Die Rechtsauffassung des Antragstellers, er sei zu (wahrheitsgemäßen) Meldungen und Aussagen nicht verpflichtet, wenn und solange er "nicht im Besitz einer Ü" sei, geht fehl. Der präventive Schutzzweck eines eingeleiteten Sicherheitsüberprüfungsverfahrens und die damit verbundene Bindung des betroffenen Soldaten an die Wahrheitspflicht aus § 13 Abs. 1 SG gilt auch für Soldaten, die (noch) nicht oder nicht mehr über einen positiven Sicherheitsbescheid des zuständigen Geheimschutzbeauftragten verfügen.

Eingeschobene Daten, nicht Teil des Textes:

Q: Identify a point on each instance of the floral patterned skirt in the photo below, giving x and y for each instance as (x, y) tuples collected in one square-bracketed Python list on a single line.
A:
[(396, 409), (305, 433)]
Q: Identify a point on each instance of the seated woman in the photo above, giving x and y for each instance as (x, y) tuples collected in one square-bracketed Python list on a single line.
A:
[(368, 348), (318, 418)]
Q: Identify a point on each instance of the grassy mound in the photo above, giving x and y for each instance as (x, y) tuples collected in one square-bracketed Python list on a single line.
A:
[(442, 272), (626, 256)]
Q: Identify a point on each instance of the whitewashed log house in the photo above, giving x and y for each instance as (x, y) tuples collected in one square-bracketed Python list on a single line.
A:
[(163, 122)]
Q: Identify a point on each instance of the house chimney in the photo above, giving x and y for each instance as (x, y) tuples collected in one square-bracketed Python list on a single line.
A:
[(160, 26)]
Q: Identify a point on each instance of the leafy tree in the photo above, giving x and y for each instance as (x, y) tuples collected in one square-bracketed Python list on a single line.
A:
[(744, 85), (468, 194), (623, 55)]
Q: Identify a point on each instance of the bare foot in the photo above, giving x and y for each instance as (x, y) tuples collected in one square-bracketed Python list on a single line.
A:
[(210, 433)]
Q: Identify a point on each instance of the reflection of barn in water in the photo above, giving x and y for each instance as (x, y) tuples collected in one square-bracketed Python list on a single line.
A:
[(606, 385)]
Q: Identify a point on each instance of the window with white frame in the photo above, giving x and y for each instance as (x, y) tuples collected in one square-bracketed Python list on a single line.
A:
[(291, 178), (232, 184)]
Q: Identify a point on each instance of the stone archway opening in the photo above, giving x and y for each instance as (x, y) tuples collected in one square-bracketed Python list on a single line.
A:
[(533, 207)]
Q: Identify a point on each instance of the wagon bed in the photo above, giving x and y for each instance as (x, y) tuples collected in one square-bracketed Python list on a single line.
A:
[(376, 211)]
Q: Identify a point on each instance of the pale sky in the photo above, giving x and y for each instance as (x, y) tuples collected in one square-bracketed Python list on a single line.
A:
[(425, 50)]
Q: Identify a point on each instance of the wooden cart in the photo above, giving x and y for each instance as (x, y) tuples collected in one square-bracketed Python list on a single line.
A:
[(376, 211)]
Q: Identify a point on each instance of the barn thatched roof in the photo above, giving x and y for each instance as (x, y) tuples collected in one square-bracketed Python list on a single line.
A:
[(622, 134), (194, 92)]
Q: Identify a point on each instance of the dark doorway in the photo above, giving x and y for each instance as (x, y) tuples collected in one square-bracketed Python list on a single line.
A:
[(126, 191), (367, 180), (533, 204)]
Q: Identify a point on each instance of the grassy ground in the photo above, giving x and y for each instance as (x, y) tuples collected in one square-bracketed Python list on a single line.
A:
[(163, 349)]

Die erforderlichen Prognoseerwägungen des Geheimschutzbeauftragten lassen keine Rechtsfehler erkennen. Insbesondere hat der Geheimschutzbeauftragte zutreffend hervorgehoben, dass eine positive Prognose für den Antragsteller nicht möglich sei, weil er die Feststellung eines Sicherheitsrisikos in der erweiterten Sicherheitsüberprüfung Ü 2 nicht zum Anlass genommen habe, eine Verhaltensänderung zu bewirken. Der Geheimschutzbeauftragte hat auch die Grundsätze des Verhältnismäßigkeitsprinzips und der allgemeingültigen Wertmaßstäbe bei seiner Entscheidung beachtet, indem er ausdrücklich die Möglichkeit einer (erneuten) Auflagenentscheidung und der Verkürzung der Frist für eine Wiederholungsüberprüfung geprüft, angesichts des Verhaltens des Antragstellers und der fehlenden positiven Prognose jedoch ausgeschlossen hat.
Weitere Einwände gegen die Entscheidung des Geheimschutzbeauftragten wie etwa eine Verletzung von Verfahrensvorschriften sind weder geltend gemacht noch sonst ersichtlich.